En definitiva, no es un elixir de larga vida.
"No exactamente, pero si se consume con moderación y sin azúcares añadidos puede formar parte de un estilo de vida favorable a la longevidad, teniendo en cuenta que la alimentación en su conjunto, la actividad física, el sueño y la genética siguen siendo factores más determinantes que una sola taza".
¿Cuál es la cantidad adecuada para un adulto sano?
"El umbral de seguridad ronda los 400 miligramos de cafeína al día, equivalentes a cuatro o cinco tazas de espresso. Dentro de estos límites, para la mayoría de los adultos sanos, el consumo se considera seguro".
¿Quién debería limitar su consumo?
"Personas con insomnio, trastornos de ansiedad, taquicardia, hipertensión no controlada o gastritis pueden ser más sensibles a los efectos de la cafeína. En el embarazo se recomienda prudencia: generalmente no más de 200 miligramos al día (aproximadamente una o dos tazas). La respuesta individual es determinante, ya que el metabolismo de la cafeína varía también por factores genéticos".
¿Es cierto que no debería beberse después de cierta hora?
"No existe una hora universal. La cafeína tiene una vida media de 4 a 6 horas, pero puede variar significativamente entre personas. Algunos individuos la metabolizan rápidamente y no se ven afectados por un café nocturno; otros, más sensibles, pueden sufrir alteraciones del sueño incluso con una ingesta por la tarde".

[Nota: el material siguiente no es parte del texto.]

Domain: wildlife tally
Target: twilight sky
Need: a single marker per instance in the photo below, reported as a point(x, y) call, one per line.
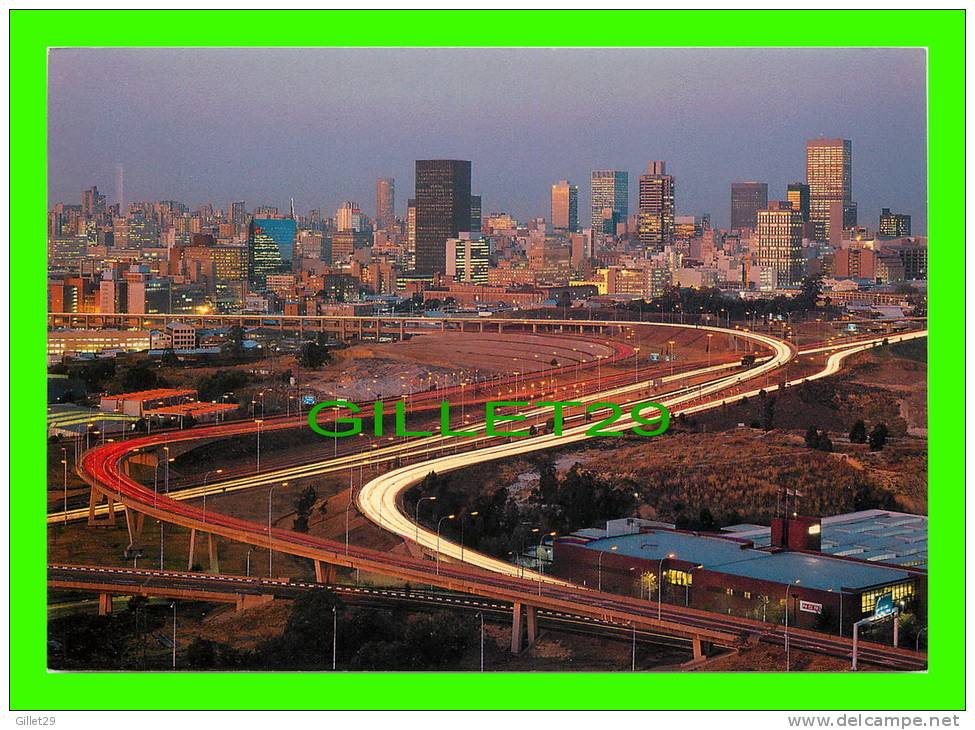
point(262, 125)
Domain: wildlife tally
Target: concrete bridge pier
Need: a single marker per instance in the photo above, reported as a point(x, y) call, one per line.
point(324, 573)
point(518, 627)
point(104, 604)
point(134, 522)
point(94, 499)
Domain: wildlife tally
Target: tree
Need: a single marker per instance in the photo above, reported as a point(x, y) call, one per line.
point(878, 437)
point(313, 356)
point(858, 433)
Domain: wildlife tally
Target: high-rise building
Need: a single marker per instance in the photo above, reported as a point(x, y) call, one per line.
point(829, 174)
point(270, 244)
point(894, 225)
point(655, 221)
point(779, 234)
point(230, 275)
point(475, 214)
point(92, 202)
point(348, 217)
point(443, 209)
point(747, 198)
point(609, 189)
point(565, 206)
point(798, 194)
point(385, 202)
point(468, 258)
point(411, 234)
point(238, 214)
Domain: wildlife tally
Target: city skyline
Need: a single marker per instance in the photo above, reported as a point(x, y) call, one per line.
point(213, 152)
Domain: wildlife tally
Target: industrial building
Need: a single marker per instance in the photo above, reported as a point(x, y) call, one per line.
point(784, 568)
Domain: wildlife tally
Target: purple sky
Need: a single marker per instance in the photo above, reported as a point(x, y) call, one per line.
point(262, 125)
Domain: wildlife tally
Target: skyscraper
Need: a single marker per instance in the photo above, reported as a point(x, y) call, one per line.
point(829, 174)
point(385, 202)
point(238, 214)
point(894, 225)
point(411, 234)
point(655, 221)
point(270, 244)
point(565, 206)
point(443, 209)
point(779, 232)
point(798, 194)
point(475, 214)
point(610, 190)
point(747, 198)
point(348, 217)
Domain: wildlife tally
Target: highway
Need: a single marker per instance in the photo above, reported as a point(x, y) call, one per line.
point(103, 468)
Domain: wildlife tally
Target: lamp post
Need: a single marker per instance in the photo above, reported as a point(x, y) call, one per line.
point(416, 517)
point(475, 513)
point(212, 471)
point(599, 567)
point(166, 471)
point(660, 584)
point(64, 463)
point(687, 585)
point(440, 522)
point(538, 557)
point(258, 421)
point(796, 582)
point(270, 548)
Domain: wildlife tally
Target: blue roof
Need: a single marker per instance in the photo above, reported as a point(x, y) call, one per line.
point(724, 555)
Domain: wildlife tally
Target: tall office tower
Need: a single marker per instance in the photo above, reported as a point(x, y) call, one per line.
point(655, 221)
point(610, 189)
point(798, 194)
point(270, 245)
point(237, 212)
point(829, 174)
point(385, 202)
point(92, 202)
point(443, 209)
point(475, 214)
point(348, 217)
point(747, 198)
point(411, 234)
point(894, 225)
point(565, 207)
point(779, 233)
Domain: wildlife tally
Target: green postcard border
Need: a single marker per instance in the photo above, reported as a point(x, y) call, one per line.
point(32, 32)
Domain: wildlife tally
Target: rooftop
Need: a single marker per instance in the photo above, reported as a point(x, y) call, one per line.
point(873, 535)
point(733, 555)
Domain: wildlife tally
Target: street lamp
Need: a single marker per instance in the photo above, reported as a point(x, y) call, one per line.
point(538, 556)
point(440, 522)
point(796, 582)
point(599, 567)
point(212, 471)
point(416, 517)
point(258, 421)
point(64, 462)
point(660, 584)
point(475, 513)
point(270, 549)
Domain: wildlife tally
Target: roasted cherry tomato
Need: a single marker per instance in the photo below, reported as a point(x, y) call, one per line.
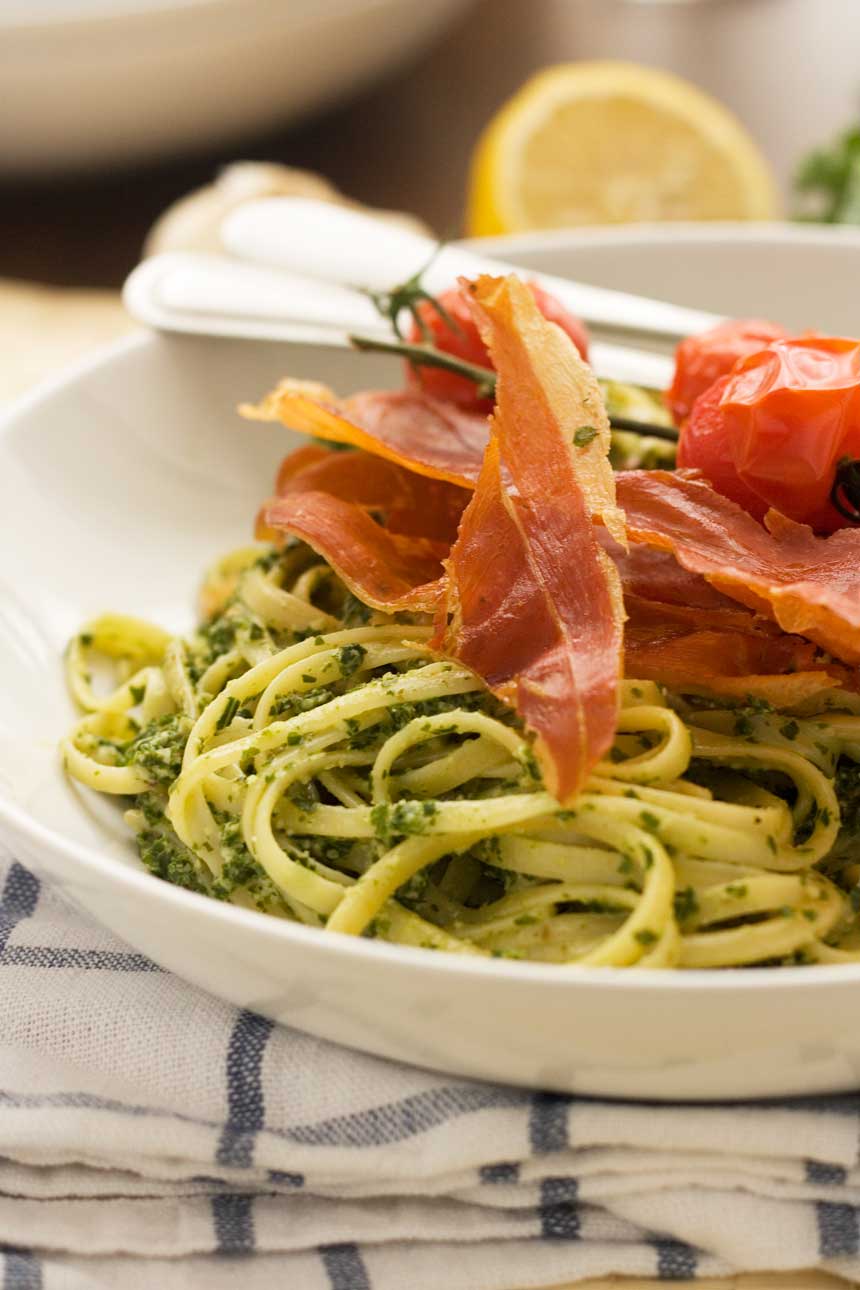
point(466, 343)
point(778, 428)
point(703, 359)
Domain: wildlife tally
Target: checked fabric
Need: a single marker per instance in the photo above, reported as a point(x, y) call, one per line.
point(151, 1135)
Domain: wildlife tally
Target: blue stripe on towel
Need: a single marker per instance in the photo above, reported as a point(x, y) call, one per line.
point(548, 1122)
point(245, 1107)
point(676, 1259)
point(21, 1270)
point(504, 1171)
point(234, 1222)
point(821, 1174)
point(18, 902)
point(379, 1126)
point(344, 1267)
point(838, 1230)
point(560, 1218)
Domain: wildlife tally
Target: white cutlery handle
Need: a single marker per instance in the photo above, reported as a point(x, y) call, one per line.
point(213, 296)
point(348, 248)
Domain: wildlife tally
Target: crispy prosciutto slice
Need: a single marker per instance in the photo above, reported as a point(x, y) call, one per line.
point(533, 604)
point(408, 503)
point(386, 570)
point(405, 426)
point(810, 586)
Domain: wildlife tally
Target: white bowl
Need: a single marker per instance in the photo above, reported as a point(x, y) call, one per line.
point(123, 479)
point(92, 81)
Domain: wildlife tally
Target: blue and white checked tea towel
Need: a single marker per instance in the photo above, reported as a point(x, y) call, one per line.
point(151, 1135)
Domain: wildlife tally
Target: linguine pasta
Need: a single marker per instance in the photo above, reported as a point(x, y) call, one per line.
point(312, 759)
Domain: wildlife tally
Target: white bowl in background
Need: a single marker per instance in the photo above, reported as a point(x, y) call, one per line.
point(84, 83)
point(119, 484)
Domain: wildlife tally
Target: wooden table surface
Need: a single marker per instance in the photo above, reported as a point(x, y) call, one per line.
point(84, 234)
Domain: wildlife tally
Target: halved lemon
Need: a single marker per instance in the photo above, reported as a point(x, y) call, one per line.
point(613, 142)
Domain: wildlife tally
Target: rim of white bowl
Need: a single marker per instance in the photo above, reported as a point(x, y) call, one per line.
point(27, 17)
point(137, 881)
point(717, 231)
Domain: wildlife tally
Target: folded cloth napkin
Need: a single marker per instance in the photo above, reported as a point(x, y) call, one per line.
point(154, 1135)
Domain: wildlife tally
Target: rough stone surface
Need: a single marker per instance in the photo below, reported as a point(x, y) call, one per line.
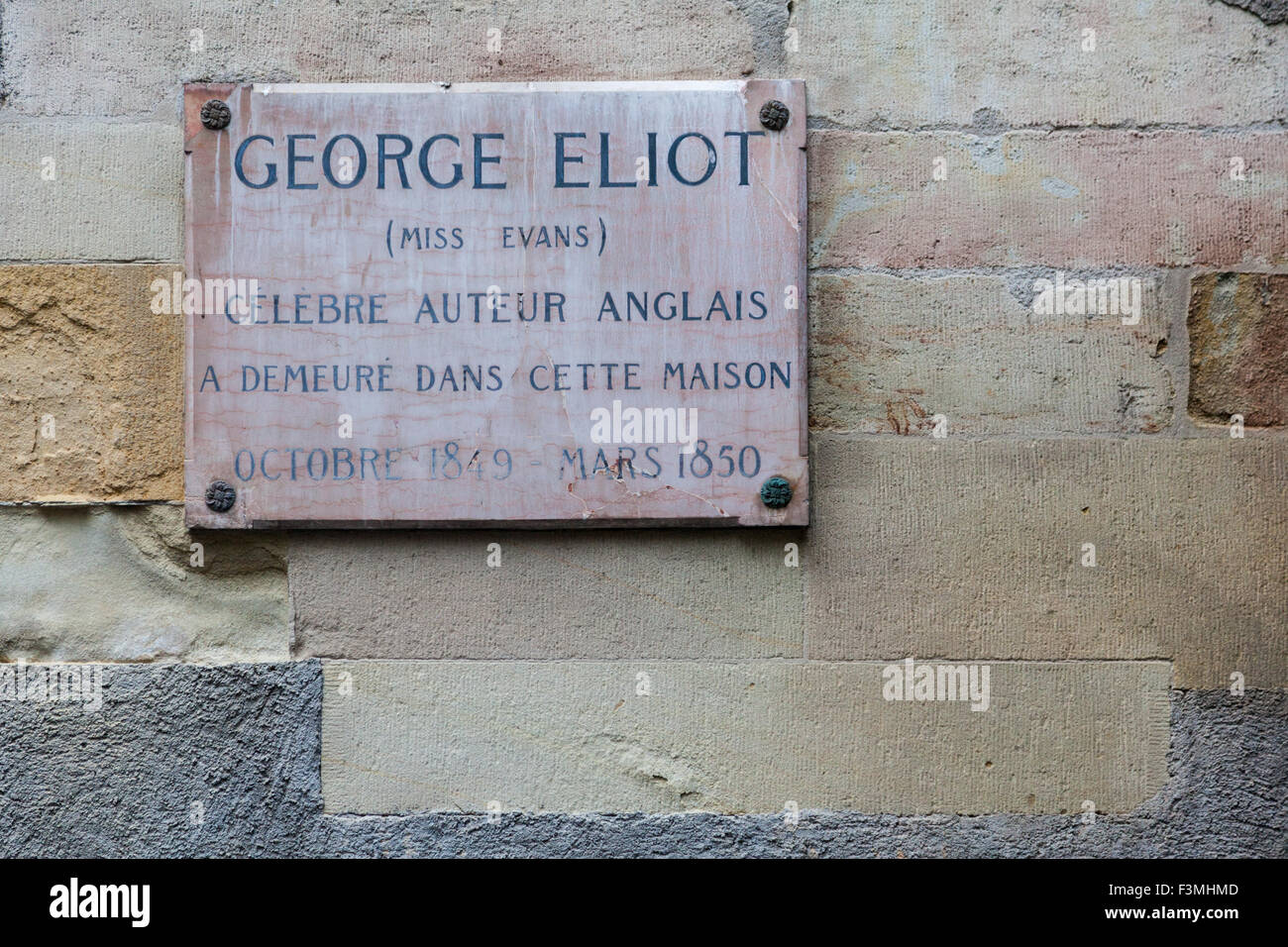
point(914, 63)
point(130, 58)
point(890, 354)
point(91, 380)
point(243, 741)
point(1239, 348)
point(1267, 11)
point(973, 551)
point(117, 583)
point(116, 192)
point(1086, 198)
point(645, 592)
point(578, 736)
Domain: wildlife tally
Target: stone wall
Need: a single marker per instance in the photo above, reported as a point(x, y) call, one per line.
point(695, 690)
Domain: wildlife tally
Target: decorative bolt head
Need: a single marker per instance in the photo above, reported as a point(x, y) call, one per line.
point(776, 492)
point(774, 115)
point(215, 115)
point(220, 496)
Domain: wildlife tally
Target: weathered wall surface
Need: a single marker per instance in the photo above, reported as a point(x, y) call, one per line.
point(686, 692)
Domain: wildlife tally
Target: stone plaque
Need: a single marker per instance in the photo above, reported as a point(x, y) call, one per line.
point(524, 304)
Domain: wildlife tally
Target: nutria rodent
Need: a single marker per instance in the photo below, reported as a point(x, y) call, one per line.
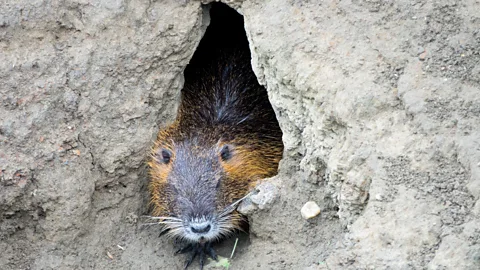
point(225, 138)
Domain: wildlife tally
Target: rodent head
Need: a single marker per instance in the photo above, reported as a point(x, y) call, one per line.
point(196, 184)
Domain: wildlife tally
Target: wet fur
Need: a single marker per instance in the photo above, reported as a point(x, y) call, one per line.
point(222, 103)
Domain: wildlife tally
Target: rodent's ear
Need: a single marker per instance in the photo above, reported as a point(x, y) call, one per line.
point(164, 156)
point(226, 152)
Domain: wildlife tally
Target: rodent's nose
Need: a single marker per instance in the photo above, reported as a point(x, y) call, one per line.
point(200, 229)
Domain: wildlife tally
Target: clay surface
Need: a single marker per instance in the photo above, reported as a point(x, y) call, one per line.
point(379, 102)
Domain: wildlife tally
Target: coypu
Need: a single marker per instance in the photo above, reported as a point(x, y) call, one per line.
point(225, 138)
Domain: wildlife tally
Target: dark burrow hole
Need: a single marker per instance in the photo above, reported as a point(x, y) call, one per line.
point(225, 35)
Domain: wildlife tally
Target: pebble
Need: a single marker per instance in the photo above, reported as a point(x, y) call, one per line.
point(310, 210)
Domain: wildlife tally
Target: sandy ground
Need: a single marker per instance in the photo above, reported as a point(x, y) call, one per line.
point(379, 102)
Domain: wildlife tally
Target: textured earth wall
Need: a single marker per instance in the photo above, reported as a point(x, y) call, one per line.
point(379, 102)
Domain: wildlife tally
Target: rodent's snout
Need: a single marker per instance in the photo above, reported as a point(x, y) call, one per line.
point(200, 228)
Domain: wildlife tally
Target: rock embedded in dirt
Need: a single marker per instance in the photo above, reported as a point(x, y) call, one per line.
point(310, 210)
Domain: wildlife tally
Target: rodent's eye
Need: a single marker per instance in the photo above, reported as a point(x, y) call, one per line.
point(226, 152)
point(165, 156)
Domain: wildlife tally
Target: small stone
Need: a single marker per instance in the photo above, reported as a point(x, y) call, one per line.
point(310, 210)
point(422, 56)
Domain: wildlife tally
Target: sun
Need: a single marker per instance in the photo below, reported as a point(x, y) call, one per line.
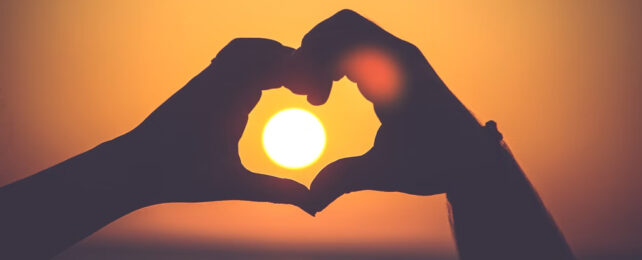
point(294, 138)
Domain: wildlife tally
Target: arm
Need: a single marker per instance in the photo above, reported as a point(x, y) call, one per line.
point(57, 207)
point(185, 151)
point(497, 214)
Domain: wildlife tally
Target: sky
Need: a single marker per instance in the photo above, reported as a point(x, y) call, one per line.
point(561, 78)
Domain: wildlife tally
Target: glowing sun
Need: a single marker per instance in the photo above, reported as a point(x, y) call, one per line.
point(294, 138)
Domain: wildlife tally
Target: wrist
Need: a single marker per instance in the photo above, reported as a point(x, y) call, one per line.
point(108, 170)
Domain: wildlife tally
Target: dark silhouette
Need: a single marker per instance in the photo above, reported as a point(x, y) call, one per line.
point(186, 151)
point(428, 143)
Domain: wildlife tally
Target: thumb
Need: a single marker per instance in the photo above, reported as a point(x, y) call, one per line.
point(265, 188)
point(338, 178)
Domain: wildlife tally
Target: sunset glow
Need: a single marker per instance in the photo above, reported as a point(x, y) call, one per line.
point(294, 138)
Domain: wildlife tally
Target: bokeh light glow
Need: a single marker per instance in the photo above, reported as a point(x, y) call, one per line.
point(293, 138)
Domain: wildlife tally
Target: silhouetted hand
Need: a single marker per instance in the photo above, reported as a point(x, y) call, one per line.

¿Y en niños menores de 12 años?
"No hay contraindicaciones absolutas, pero es prudente evitar su consumo habitual. El organismo de los más jóvenes es más sensible a los estimulantes. Esto, sin embargo, también vale para muchas bebidas alternativas a las que a menudo no se presta tanta atención —como las bebidas energéticas o refrescos azucarados— que contienen grandes cantidades de azúcares y estimulantes, con un impacto metabólico a menudo peor".
Rehabilitemos el café
"Prefiero decir: redimensionemos el prejuicio. Insisto: si se consume con moderación, solo y sin azúcares añadidos, el café puede integrarse en un estilo de vida saludable. La evidencia científica —incluidas las investigaciones sobre el microbiota publicadas en Nature Microbiology— está ayudando a aclarar cómo una simple taza puede tener efectos biológicos complejos y, en muchos casos, favorables. En un país que ha convertido el tueste en una excelencia reconocida a nivel internacional, el ritual diario del café puede seguir siendo un placer consciente, no un vicio que deba expiarse".